MGMA’s DataDive Cost and Revenue provides a great source of information about practice losses. This dataset reports data on practice income or loss using various common-sizing metrics, such as per FTE physician or wRVU. One of the filtering options in MGMA DataDive is practice ownership, allowing users to select data based on the type of owner of the practice. The vast majority of practices and physicians, however, break down into two camps: hospital/IDS-owned practices and physician-owned practices. The MGMA DataDive Cost and Revenue reports practice income/loss by type of practice or by specialty-type. To get a sense of the big picture when it comes to practices losses, looking at income/loss by specialty type can be highly informative. The specialty types include:
- Single-specialty practices in the primary care specialties
- Single-specialty practices in the nonsurgical specialties (medicine and hospital-based specialties)
- Single-specialty practices in the surgical specialties
- Multispecialty practices
Chart 1 below presents the net income/loss per FTE physician for hospital/IDS-owned practices from the 2018 MGMA DataDive Cost and Revenue report based on 2017 data:
Chart 1: Hospital/IDS-owned Practices Income/Loss per FTE Physician based on 2017 Data
In reviewing this figure, certain observations are apparent. Most hospital/IDS-owned practices lose money, and some of these losses are substantial. Surgical practices lose the most, while primary care practices lose the least. The mean and median losses per FTE physician range from about $150,000 to $400,000 in the 2018 report (2017 data). This data confirms a general trend of losses for hospital/IDS-owned practice respondents to the 2018 MGMA DataDive Cost and Revenue Survey. The top 10% of primary care, multispecialty and nonsurgical practices, however, make money. So, the idea that “everybody loses money on their doctors” isn’t supported by MGMA’s data. Some hospital/IDS-owned practices break even and/or make a small amount of profit.
The general trend of losing money for hospital/IDS-owned practices can also be seen in prior reports. There are exceptions, however. As shown in Chart 2, the 2016 MGMA DataDive Cost and Revenue report based on 2015 data shows the top 25% of primary care and multispecialty practices (75th percentile and above) making profits, and all practice types showing income per FTE physician, ranging from about $25,000 to $200,00. Nonetheless, most hospital/IDS-owned practices lost significant amounts.
Chart 2: hospital/IDS-owned practices Loss per FTE Physician based on 2015 Data
Physician-owned practices by contrast, generally break even or make profits, as shown in Chart 3 from the 2018 MGMA DataDive Cost and Revenue report based on 2017 data:
Chart 3: Physician-owned practices Income/Loss per FTE Physician based on 2017 Data
The median for physician-owned practices indicates they essentially break even, while the top 10% of practices showed substantial profits, ranging from about $121,000 to nearly $300,000. Again, this same pattern has been observed in prior years: Physician-owned practices usually break even or make a profit.
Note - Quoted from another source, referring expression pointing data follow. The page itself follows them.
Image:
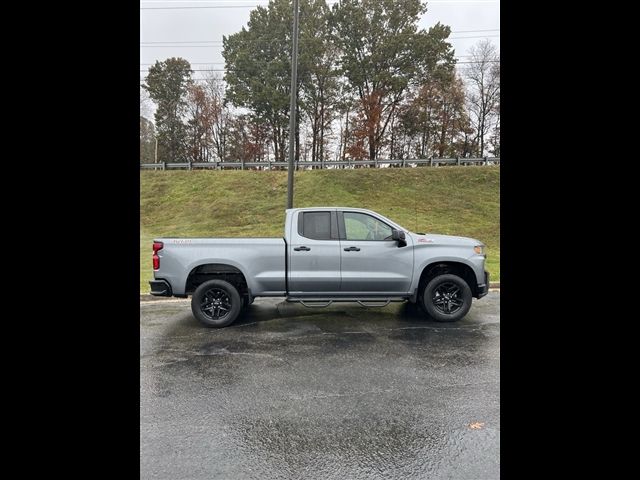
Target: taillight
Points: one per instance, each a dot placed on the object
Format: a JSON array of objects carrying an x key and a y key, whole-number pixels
[{"x": 157, "y": 246}]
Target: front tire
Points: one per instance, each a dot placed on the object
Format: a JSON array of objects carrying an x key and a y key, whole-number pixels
[
  {"x": 216, "y": 303},
  {"x": 447, "y": 298}
]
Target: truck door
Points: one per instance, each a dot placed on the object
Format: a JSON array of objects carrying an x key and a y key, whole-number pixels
[
  {"x": 314, "y": 253},
  {"x": 371, "y": 260}
]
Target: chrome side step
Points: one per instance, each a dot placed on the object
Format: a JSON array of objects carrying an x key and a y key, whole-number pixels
[{"x": 311, "y": 302}]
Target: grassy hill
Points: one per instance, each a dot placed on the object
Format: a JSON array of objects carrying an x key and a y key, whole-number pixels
[{"x": 449, "y": 200}]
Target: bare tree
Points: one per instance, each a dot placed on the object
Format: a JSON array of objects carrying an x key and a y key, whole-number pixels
[
  {"x": 219, "y": 126},
  {"x": 483, "y": 77}
]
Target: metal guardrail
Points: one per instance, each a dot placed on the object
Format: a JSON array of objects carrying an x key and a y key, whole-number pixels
[{"x": 431, "y": 162}]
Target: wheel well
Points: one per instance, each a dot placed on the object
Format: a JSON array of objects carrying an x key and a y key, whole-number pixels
[
  {"x": 440, "y": 268},
  {"x": 216, "y": 271}
]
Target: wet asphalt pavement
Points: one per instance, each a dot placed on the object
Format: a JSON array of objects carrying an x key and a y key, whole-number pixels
[{"x": 288, "y": 392}]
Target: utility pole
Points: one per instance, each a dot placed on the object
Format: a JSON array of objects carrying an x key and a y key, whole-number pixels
[{"x": 292, "y": 110}]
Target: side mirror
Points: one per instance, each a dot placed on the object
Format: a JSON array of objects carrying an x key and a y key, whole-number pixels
[{"x": 399, "y": 236}]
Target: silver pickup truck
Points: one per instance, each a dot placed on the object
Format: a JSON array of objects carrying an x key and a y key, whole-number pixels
[{"x": 328, "y": 254}]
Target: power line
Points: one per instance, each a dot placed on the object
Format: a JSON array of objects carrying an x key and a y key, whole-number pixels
[
  {"x": 231, "y": 70},
  {"x": 201, "y": 7},
  {"x": 168, "y": 43}
]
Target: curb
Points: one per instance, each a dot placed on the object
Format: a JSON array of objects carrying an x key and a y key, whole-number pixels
[{"x": 145, "y": 297}]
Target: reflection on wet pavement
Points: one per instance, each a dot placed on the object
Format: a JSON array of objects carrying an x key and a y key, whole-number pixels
[{"x": 341, "y": 392}]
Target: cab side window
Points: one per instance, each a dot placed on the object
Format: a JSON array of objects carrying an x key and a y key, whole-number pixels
[
  {"x": 360, "y": 226},
  {"x": 315, "y": 225}
]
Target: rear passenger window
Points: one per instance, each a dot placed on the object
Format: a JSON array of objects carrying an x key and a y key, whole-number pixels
[{"x": 316, "y": 225}]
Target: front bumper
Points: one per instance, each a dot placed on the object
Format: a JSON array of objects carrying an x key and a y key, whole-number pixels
[
  {"x": 483, "y": 289},
  {"x": 160, "y": 288}
]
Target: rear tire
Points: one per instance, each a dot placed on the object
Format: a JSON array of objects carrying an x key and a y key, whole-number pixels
[
  {"x": 216, "y": 303},
  {"x": 446, "y": 298}
]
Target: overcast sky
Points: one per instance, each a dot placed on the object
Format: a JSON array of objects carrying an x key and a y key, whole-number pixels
[{"x": 195, "y": 33}]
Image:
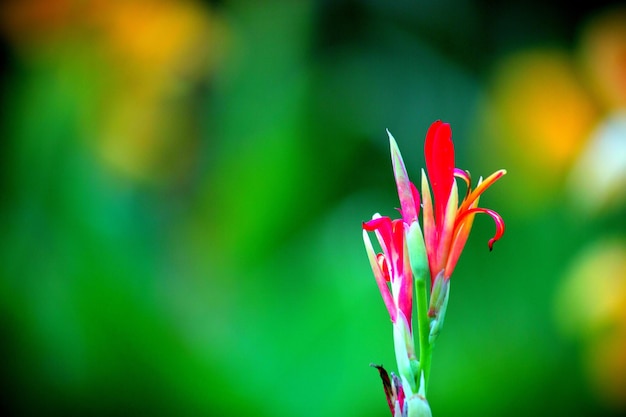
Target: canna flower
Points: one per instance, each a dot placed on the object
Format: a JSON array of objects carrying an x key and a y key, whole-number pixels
[
  {"x": 392, "y": 271},
  {"x": 409, "y": 257},
  {"x": 447, "y": 222}
]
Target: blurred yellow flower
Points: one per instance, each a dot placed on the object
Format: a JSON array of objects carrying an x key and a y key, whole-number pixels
[
  {"x": 143, "y": 60},
  {"x": 539, "y": 117}
]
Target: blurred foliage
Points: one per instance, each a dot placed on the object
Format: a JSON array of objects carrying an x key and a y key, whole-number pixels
[{"x": 184, "y": 183}]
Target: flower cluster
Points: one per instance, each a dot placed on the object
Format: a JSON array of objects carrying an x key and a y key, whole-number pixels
[{"x": 426, "y": 258}]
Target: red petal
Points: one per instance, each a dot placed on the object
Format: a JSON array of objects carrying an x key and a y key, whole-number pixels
[{"x": 439, "y": 155}]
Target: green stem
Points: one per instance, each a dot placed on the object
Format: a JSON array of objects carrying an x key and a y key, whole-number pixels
[{"x": 423, "y": 327}]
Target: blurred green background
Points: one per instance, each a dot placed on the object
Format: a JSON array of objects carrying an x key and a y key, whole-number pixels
[{"x": 183, "y": 185}]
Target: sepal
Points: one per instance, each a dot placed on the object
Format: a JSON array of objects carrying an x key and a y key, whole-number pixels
[{"x": 438, "y": 305}]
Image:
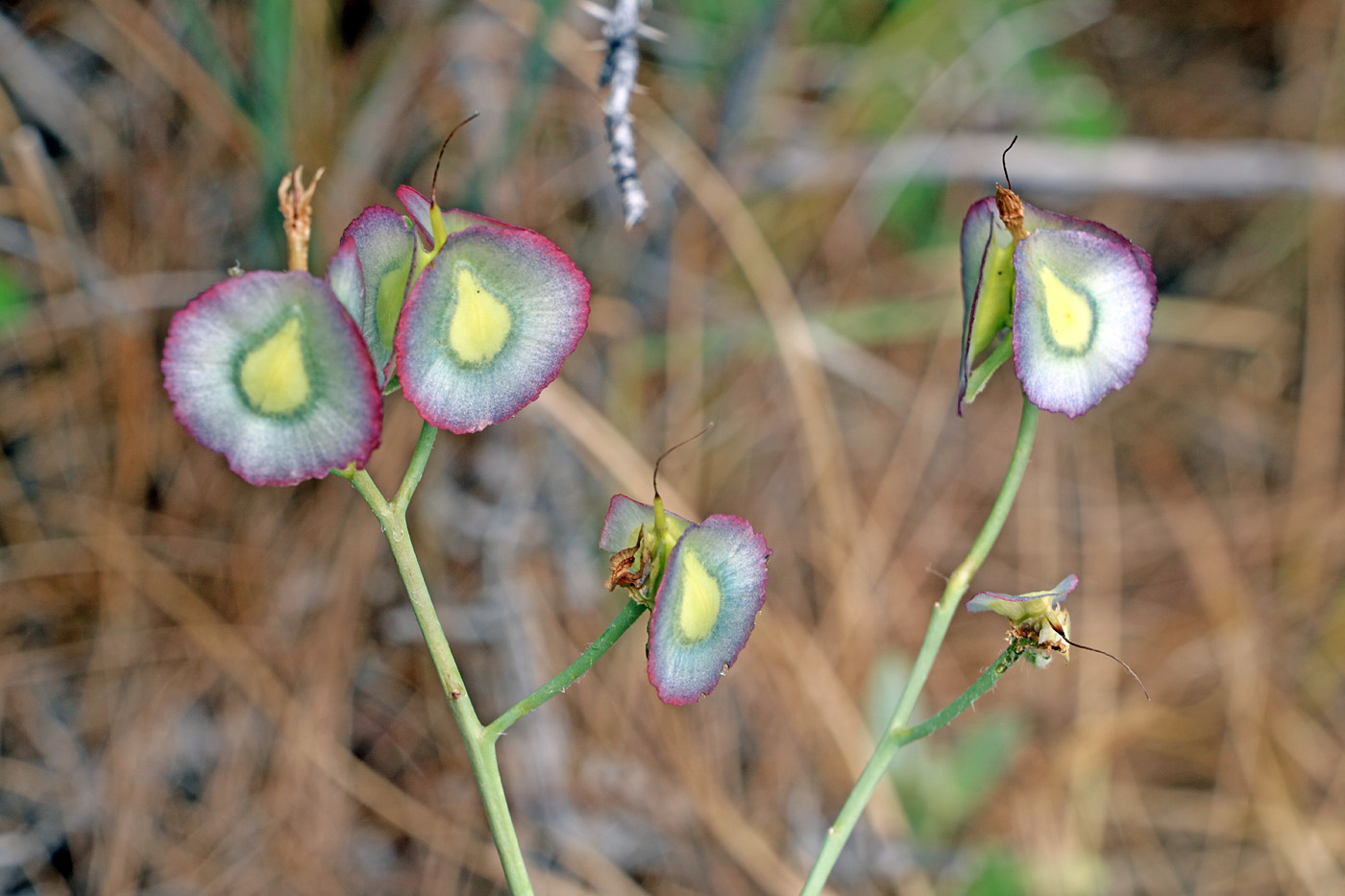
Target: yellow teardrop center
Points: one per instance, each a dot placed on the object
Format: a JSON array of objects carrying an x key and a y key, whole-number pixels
[
  {"x": 273, "y": 375},
  {"x": 699, "y": 607},
  {"x": 480, "y": 322},
  {"x": 1069, "y": 315}
]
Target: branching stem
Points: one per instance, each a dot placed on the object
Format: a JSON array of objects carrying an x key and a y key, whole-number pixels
[{"x": 897, "y": 734}]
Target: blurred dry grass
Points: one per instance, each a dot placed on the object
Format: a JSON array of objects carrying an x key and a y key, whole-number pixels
[{"x": 208, "y": 688}]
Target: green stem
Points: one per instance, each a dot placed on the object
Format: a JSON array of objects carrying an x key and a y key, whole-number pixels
[
  {"x": 416, "y": 469},
  {"x": 585, "y": 661},
  {"x": 981, "y": 375},
  {"x": 896, "y": 734},
  {"x": 480, "y": 748}
]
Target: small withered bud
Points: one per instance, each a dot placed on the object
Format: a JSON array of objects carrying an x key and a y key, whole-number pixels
[
  {"x": 631, "y": 566},
  {"x": 1011, "y": 211}
]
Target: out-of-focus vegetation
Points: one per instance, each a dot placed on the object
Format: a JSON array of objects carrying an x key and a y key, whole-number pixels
[{"x": 208, "y": 688}]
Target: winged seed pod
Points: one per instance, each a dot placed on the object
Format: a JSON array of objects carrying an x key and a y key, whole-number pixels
[
  {"x": 1078, "y": 298},
  {"x": 282, "y": 373},
  {"x": 708, "y": 583},
  {"x": 271, "y": 372}
]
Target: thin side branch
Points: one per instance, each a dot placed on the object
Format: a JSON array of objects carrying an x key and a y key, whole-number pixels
[
  {"x": 621, "y": 29},
  {"x": 296, "y": 205}
]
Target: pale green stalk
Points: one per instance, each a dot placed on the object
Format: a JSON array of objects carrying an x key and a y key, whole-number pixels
[
  {"x": 480, "y": 748},
  {"x": 479, "y": 739},
  {"x": 897, "y": 734}
]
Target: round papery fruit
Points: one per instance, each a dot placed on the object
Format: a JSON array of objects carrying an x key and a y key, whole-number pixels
[
  {"x": 1035, "y": 218},
  {"x": 271, "y": 372},
  {"x": 1083, "y": 309},
  {"x": 705, "y": 607},
  {"x": 383, "y": 245},
  {"x": 487, "y": 326}
]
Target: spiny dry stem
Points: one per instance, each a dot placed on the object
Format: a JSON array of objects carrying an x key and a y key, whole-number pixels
[
  {"x": 296, "y": 205},
  {"x": 621, "y": 29}
]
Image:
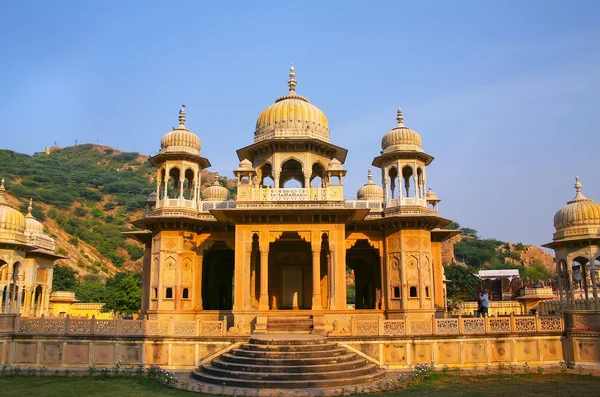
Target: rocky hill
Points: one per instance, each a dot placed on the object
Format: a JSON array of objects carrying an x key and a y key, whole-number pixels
[{"x": 86, "y": 195}]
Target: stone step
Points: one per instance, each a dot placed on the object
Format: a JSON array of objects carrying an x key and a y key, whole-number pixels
[
  {"x": 275, "y": 353},
  {"x": 245, "y": 367},
  {"x": 285, "y": 341},
  {"x": 231, "y": 358},
  {"x": 289, "y": 348},
  {"x": 279, "y": 376},
  {"x": 288, "y": 384}
]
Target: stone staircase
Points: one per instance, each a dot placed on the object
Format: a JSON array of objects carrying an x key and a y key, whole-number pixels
[{"x": 288, "y": 362}]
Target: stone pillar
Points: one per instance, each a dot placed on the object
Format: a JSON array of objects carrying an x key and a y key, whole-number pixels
[
  {"x": 316, "y": 299},
  {"x": 421, "y": 283},
  {"x": 594, "y": 275},
  {"x": 570, "y": 290},
  {"x": 248, "y": 277},
  {"x": 27, "y": 303},
  {"x": 199, "y": 268},
  {"x": 263, "y": 303}
]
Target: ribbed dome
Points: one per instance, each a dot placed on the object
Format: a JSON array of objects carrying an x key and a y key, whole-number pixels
[
  {"x": 334, "y": 165},
  {"x": 215, "y": 192},
  {"x": 580, "y": 211},
  {"x": 180, "y": 139},
  {"x": 370, "y": 191},
  {"x": 11, "y": 220},
  {"x": 292, "y": 116},
  {"x": 401, "y": 138}
]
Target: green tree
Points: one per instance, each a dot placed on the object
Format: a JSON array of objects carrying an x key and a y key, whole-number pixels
[
  {"x": 123, "y": 293},
  {"x": 463, "y": 283},
  {"x": 64, "y": 279}
]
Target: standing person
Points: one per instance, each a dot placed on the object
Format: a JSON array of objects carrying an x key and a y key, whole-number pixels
[{"x": 484, "y": 303}]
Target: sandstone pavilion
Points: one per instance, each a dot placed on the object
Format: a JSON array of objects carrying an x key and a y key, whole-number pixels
[{"x": 250, "y": 291}]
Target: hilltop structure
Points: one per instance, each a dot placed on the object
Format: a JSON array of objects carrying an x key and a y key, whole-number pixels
[{"x": 283, "y": 246}]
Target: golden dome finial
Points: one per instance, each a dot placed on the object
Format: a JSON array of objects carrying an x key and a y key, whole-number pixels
[
  {"x": 579, "y": 196},
  {"x": 292, "y": 82},
  {"x": 399, "y": 117},
  {"x": 182, "y": 115}
]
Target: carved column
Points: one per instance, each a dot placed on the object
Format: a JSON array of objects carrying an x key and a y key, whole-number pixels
[
  {"x": 594, "y": 283},
  {"x": 570, "y": 290},
  {"x": 200, "y": 265},
  {"x": 316, "y": 301},
  {"x": 248, "y": 277},
  {"x": 263, "y": 303},
  {"x": 27, "y": 304}
]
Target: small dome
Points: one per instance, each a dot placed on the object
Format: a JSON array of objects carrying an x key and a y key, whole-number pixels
[
  {"x": 401, "y": 138},
  {"x": 215, "y": 192},
  {"x": 245, "y": 164},
  {"x": 334, "y": 165},
  {"x": 430, "y": 196},
  {"x": 292, "y": 116},
  {"x": 370, "y": 191},
  {"x": 11, "y": 220},
  {"x": 581, "y": 211},
  {"x": 180, "y": 139}
]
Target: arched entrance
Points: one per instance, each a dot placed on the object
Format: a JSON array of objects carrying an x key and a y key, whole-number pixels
[
  {"x": 217, "y": 277},
  {"x": 363, "y": 260}
]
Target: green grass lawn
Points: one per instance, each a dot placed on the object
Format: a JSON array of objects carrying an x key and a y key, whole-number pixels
[{"x": 452, "y": 385}]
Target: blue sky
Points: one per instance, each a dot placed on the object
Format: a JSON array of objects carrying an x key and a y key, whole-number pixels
[{"x": 504, "y": 94}]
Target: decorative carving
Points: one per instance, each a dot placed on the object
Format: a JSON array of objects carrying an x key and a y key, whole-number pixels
[
  {"x": 29, "y": 325},
  {"x": 54, "y": 326},
  {"x": 106, "y": 327},
  {"x": 79, "y": 327},
  {"x": 211, "y": 328},
  {"x": 134, "y": 327},
  {"x": 184, "y": 328},
  {"x": 420, "y": 327},
  {"x": 366, "y": 327},
  {"x": 274, "y": 236},
  {"x": 473, "y": 325},
  {"x": 499, "y": 324},
  {"x": 394, "y": 327},
  {"x": 157, "y": 327},
  {"x": 550, "y": 324},
  {"x": 305, "y": 236},
  {"x": 525, "y": 324},
  {"x": 447, "y": 326}
]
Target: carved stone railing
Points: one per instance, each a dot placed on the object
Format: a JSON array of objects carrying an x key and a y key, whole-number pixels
[
  {"x": 406, "y": 201},
  {"x": 457, "y": 326},
  {"x": 372, "y": 205},
  {"x": 330, "y": 193},
  {"x": 119, "y": 327}
]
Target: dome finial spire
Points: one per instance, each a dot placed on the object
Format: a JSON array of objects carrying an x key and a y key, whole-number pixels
[
  {"x": 182, "y": 116},
  {"x": 399, "y": 117},
  {"x": 292, "y": 82},
  {"x": 579, "y": 196}
]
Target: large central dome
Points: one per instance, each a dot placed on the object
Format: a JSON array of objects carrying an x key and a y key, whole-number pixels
[{"x": 292, "y": 116}]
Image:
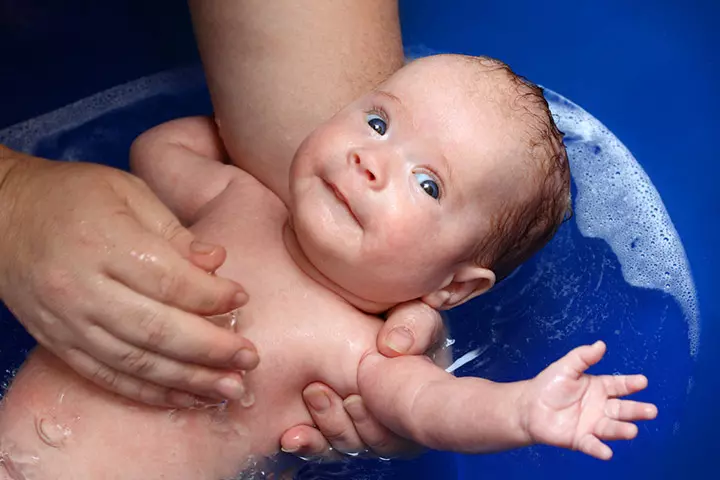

Two key takeaways emerge from reviewing MGMA’s data. First, hospital/IDS-owned practices generally lose money, with some of these losses being substantial. On the other hand, physician-owned practices usually break even or make money. Second, not all hospital/IDS-owned practices lose money; a small percentage will break even or make a profit.
This stark contrast between the two owners — health systems and physicians — raises a critical question: Why do most hospital/IDS-owned practices lose money, while most physician-owned practices break even or make a profit?